L’accordo di ristrutturazione dei debiti può avere finalità liquidatorie o conservative, può essere raggiunto con qualsiasi tipologia di creditore, sia esso ipotecari, privilegiati e chirografari, non essendoci l’obbligo come nel concordato preventivo della suddivisione in classe dei creditori né di rispettare la par condicio creditorum. Ciò che rileva è il parere favorevole espresso dal 60% dei creditori. Se esistono creditori estranei all’intesa, agli stessi deve essere garantito l’integrale pagamento. 

L’accordo di ristrutturazione deve essere perfezionato nella forma della scrittura privata autenticata, e potrà essere costituito da un contratto unico o da una pluralità di accordi tra il debitore e i creditori.

Il ricorso dovrà poi essere depositato presso la competente cancelleria del Tribunale, insieme ad una relazione aggiornata sulla posizione patrimoniale economica e finanziaria dell’impresa   , corredato da un business plan, qualora la finalità sia non liquidatoria; uno stato analitico estimativo delle attività asseverate da un perito; l’elenco nominativo dei creditori, degli importi dei crediti e delle eventuali cause di prelazione, utile a permettere al Tribunale un riscontro diretto della percentuale del 60%  , l’elenco dei titolari di diritti reali e personali sui beni di proprietà o in possesso del debitore; il valore dei beni e i creditori particolari dei soci illimitatamente responsabili; un piano contenente la descrizione analitica delle modalità e dei tempi di adempimento della procedura. Dovrà essere allegata altresì una relazione sulla veridicità dei dati aziendali e sull’attuabilità dell’accordo di ristrutturazione dei debiti, evidenziando le modalità con le quali saranno pagati i creditori estranei al piano.

Una delle cause di insuccesso degli accordi di ristrutturazione dei debiti è l’eccessiva durata delle negoziazioni con il ceto bancario, dettate dall’entità degli istituti coinvolti, dalla tipologia di esposizione, dalla differente propensione al rischio, dalla solidità delle garanzie.

Ecco perché il legislatore ha introdotto l’art 182 septies della Legge Fallimentare per stabilire che qualora l’azienda abbia passività bancarie in misura non inferiore alla metà dell’indebitamento complessivo l’art 182 bis della legge fallimentare è integrato da specifiche norme, fermi restando i diritti dei creditori non finanziari.
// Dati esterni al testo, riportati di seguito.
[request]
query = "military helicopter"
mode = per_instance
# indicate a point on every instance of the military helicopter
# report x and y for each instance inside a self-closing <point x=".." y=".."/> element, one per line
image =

Esiste infatti la possibilità di catalogare una o più categorie tra i predetti creditori finanziari, per posizione giuridica od interessi economici omogenei; è possibile coinvolgere i creditori non aderenti appartenenti alla medesima categoria. (non si terrà conto delle ipoteche giudiziali iscritte a favore della banca nei 90 giorni precedenti la data di pubblicazione dell’accordo nel registro delle Imprese.

L’eventuale mancato raggiungimento dell’accordo può pregiudicare la continuità, ed avviare la liquidazione che non dovrà essere necessariamente fallimentare.

Se il debitore stipuli una convenzione diretta a disciplinare in via provvisoria una moratoria temporanea, se si raggiunge la percentuale del 75% tale sospensione ha effetto anche per le banche ei soggetti finanziari non aderenti.

Il Tribunale decide sulle opposizioni verificando la sussistenza delle condizioni di cui all’art 182 septies Legge fallimentare.